Wednesday, August 12, 2009

I try

to keep my blog pretty light and share high lights and on occasion the low lights of our life. Currently I'm feeling...well I can't explain what I'm feeling so I'm going to use this as a place to just jot down my thoughts and maybe get control of things.

Not that things are out of control, it's just we have so many changes and unknowns in our near future - 8 months or so that I'm in a constant state of anxiety, trepidation, unease, apprehension (I think all those words mean the same thing but that's the magnitude of that feeling) and excitement, enthusiasm, anticipation and annoyance, disappointment and anger for the betrayal that has happened to our family in the recent past. You mix all those feelings in my mind and heart and things start to get a little whirly.

We have nothing but positive exciting changes in our future but I'm a planner and as DH lovingly says I'm a "control freak"...I love all the prospects the future holds but hate not having control of when, how, where etc. How do you plan when you don't know what to plan? Not to mention DH is a frustrating pessimist. I love him dearly but sometime want to give him an optimist pill or something. His uncertain faith in the future mixed with my whirly heart and mind make me constantly frazzled.
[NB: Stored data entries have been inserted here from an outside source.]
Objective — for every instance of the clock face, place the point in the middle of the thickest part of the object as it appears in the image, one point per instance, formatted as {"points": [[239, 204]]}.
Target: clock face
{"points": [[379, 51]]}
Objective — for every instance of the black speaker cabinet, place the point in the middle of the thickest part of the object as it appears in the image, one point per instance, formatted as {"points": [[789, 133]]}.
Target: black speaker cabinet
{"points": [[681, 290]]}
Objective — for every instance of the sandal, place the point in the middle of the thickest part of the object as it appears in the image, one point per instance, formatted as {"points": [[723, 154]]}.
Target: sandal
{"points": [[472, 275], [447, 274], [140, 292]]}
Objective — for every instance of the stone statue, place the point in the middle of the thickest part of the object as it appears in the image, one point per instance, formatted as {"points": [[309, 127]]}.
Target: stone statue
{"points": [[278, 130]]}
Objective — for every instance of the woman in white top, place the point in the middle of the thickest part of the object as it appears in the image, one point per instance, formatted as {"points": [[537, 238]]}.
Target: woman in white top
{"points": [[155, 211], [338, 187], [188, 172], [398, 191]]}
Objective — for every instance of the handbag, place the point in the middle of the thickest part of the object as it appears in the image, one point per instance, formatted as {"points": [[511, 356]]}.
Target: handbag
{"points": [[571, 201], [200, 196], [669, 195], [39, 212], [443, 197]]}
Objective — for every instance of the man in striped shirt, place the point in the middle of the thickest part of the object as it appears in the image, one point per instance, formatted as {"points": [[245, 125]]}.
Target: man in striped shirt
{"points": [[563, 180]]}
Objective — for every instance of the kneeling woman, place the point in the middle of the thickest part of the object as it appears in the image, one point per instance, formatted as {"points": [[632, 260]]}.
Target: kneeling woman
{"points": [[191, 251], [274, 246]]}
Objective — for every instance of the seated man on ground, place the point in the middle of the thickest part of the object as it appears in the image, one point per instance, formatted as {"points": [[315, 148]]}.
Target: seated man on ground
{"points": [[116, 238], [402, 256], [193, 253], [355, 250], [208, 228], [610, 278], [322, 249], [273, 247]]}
Mix that with what is/was probably unnecessary stress I added because of the emotions I encountered when I learned of my parents robbery then finally learning their betrayal was from a family member has only added to my frazzledness. It's possible that I feel or get more involved in things than I need to but that is just how I am.

Some of you may think this just sounds like life and I'm over reacting or being to emotional or a drama queen or whatever label you want to put on it. But I assure you I'm not willing these feeling on me and would love to be able to shutdown my mind and head for a few days so I can just rest and recover however, the harder I try the worse I feel and less in control I feel. You may think I should not be such a planner but again that is just how I am not really something I can change. Being and feeling this way is who I am.

I thought with it being summer I would have so much other stuff to focus on and be active enough to keep me occupied. Apparently NOT! We've having a great summer and enjoying all kinds of fun activities but it's not enough to keep me numb from the aforementioned emotions.

DH isn't one to talk things out, I think that has as much to do with him being a man as it does from his history. I'm sure he's feeling the stresses of the next 8 months but I really wouldn't know it.

I don't feel like I'm having a bad run or unhappy it's just such a mix of emotions it's difficult to feel just one thing, content, happy, focused, anything...primarily I'm just feeling emotional and teary.

I'm not looking for sympathy I just need to get this off my chest. So sorry if none of this is clear or you don't understand - it's more for me anyway.

3 comments:

Anonymous said...

BRAVO! I find myself infront of similar doorsteps!!!! I would love to switch off the damn 'what if' machine that begs me to have the details of our future locked in. I guess I look at it as par for the course in these early days of real adulthood. As the saying goes:
Yesterday is history. Tomorrow is a mystery. Today is a gift. That's why its called the present.
HUGS TO YA!

Hillary said...

Hey Miss Thang - I so could have written a lot of the things in this post. I share a lot of your same feelings and I know how hard it is to escape the planner in you! Talk to you soon -

Tracy said...

I am sort of a cyber-stalker. I found your blog through Julie through Katy. We have just recently started the whole adoption process. Funny, you are the first I have told outside of our family. I have been praying for you and look forward to seeing adoption updates from you. I too am a planner and the hardest part of all this has been waiting on God’s timing. Remember, The Lord is good to those who wait for him, to the soul who seeks him. The gray skies will pass.